Реплика уже не могла относиться к Уиллу, но — только к Протею.

— Не понимаю ваших опасений… Я не влюблен.

— Вы, сударь, раб любви, — заклеймила Протея Бриджет. — А кто оседлан глупостью любовной… тот, верьте мне, от мудрости далек.

Публика молчала.

Скорее всего, считал Смотритель, никто пока ничего не понимал в происходящем. Ну что они видели? Сидят двое (Он и Она), и Она говорит хорошим стихотворным слогом толковые злые слова… Если честно, то свежему человеку трудно представить, что слова эти в этот же момент и рождаются — так легко, как на самом деле не может быть! Творчество (общепризнанно!) — штука тяжкая, это как камни в гору таскать, а тут — соловей с соловьем пересвистываются, рулада за руладой и — ни грана напряжения, ни тени усталости.

— Мудрец сказал бы: как в нежнейшей почке… гнездится червь, так в самый сильный разум… внедряется любовь, — Протей защищался.

Валентин пока был лучшим демагогом.

— Но и другое… сказал бы он: как почка, не раскрывшись… внезапно вянет, съедена червем… так юный ум, охваченный любовью… до срока вянет, обращаясь в глупость… и, зелень потеряв еще весною… обещанных плодов уж не дает… Но бесполезны умные советы… тому, кто хочет глупости служить… Простимся ж. Мой отец уже в дороге… меня он провожает на корабль.

Сцена явно шла к концу.

— Я тоже провожу тебя. — Протей не хотел недоброго прощанья.

— Не надо, — не согласился Валентин, — простимся здесь, любезный мой Протей… Пиши в Милан почаще, сообщай мне… и о твоей любви, и обо всем… что здесь в мое отсутствие случится… Я также буду обо всем писать.

— Да будешь, милый, счастлив ты в Милане.

— Да будешь дома счастлив ты. Прощай!.. — Бриджет сделала паузу, сказала буднично: — Он ушел. Теперь ты сам, Уилл. Объясни свое состояние.
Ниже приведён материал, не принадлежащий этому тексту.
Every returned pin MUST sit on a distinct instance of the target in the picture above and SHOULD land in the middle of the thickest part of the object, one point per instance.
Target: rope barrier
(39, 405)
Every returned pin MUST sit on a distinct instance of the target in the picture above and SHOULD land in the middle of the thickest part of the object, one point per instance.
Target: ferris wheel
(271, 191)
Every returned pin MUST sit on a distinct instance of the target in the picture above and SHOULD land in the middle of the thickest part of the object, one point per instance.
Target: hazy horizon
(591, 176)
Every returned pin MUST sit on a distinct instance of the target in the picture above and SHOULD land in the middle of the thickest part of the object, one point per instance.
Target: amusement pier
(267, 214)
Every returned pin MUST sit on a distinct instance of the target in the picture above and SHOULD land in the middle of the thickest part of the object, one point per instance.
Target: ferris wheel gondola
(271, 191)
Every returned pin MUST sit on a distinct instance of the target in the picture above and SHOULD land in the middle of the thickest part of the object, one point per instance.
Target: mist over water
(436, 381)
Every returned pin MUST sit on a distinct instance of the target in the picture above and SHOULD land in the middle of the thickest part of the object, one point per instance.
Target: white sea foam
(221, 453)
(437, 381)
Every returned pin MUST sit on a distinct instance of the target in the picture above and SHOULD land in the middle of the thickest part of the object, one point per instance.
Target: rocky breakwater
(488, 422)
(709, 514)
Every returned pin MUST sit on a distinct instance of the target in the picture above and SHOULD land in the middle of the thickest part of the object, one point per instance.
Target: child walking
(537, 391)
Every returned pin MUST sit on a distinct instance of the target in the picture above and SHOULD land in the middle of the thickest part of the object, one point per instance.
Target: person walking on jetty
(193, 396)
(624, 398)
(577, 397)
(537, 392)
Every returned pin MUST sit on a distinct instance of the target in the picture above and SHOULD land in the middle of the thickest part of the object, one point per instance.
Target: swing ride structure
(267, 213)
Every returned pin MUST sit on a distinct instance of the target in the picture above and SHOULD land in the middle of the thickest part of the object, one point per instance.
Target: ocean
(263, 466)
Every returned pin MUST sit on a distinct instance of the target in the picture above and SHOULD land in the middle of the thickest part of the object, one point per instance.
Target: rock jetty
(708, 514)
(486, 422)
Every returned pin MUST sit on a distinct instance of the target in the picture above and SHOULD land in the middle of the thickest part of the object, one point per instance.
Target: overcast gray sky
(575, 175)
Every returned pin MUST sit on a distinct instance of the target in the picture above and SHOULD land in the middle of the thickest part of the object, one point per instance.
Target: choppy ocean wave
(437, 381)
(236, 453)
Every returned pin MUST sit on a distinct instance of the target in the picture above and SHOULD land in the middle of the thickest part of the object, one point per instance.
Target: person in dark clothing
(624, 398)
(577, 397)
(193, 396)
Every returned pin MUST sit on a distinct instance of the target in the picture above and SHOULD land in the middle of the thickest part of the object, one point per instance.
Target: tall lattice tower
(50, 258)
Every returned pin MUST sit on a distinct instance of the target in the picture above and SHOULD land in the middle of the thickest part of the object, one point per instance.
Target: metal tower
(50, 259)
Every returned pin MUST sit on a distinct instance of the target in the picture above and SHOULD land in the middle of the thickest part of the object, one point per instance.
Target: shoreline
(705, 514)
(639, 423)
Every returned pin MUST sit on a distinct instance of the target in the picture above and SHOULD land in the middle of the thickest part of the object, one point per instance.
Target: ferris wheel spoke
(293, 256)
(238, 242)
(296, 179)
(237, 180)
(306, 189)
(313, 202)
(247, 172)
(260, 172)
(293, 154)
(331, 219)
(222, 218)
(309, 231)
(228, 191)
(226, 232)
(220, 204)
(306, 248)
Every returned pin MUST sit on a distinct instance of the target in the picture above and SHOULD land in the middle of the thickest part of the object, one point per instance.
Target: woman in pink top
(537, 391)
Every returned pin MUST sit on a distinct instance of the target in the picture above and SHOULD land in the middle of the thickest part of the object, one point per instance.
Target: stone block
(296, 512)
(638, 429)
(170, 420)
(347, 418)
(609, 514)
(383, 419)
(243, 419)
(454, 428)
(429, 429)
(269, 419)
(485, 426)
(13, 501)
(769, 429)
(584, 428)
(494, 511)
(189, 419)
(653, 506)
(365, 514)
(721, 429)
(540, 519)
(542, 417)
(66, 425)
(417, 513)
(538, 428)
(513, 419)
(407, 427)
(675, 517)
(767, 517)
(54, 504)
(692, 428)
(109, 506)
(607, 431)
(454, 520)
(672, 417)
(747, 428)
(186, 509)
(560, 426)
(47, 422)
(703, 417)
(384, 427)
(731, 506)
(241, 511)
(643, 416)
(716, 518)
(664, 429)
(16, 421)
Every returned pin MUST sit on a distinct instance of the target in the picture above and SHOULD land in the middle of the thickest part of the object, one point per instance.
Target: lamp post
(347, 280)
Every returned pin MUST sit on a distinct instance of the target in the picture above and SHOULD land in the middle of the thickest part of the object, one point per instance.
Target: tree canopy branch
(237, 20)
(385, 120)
Но — с покаянием. Ты сам понимаешь, что сходишь с ума.

Уилл кивнул.

— Он ищет славы, я ищу любви, — элегически начал, но с обидой. — Он ради славы с другом расстается… а я собой, друзьями, целым миром… пожертвовать готов моей любви… Ты, Джулия, виновна в том, что я… теряю время, от наук отбившись… не слушаю разумных рассуждений… не сплю, не ем, томлюсь, коснею в лени… — Он притормозил, сказав: — Хватит, пожалуй. Тут либо надо уходить, либо кто-то должен появиться. Допустим, слуга.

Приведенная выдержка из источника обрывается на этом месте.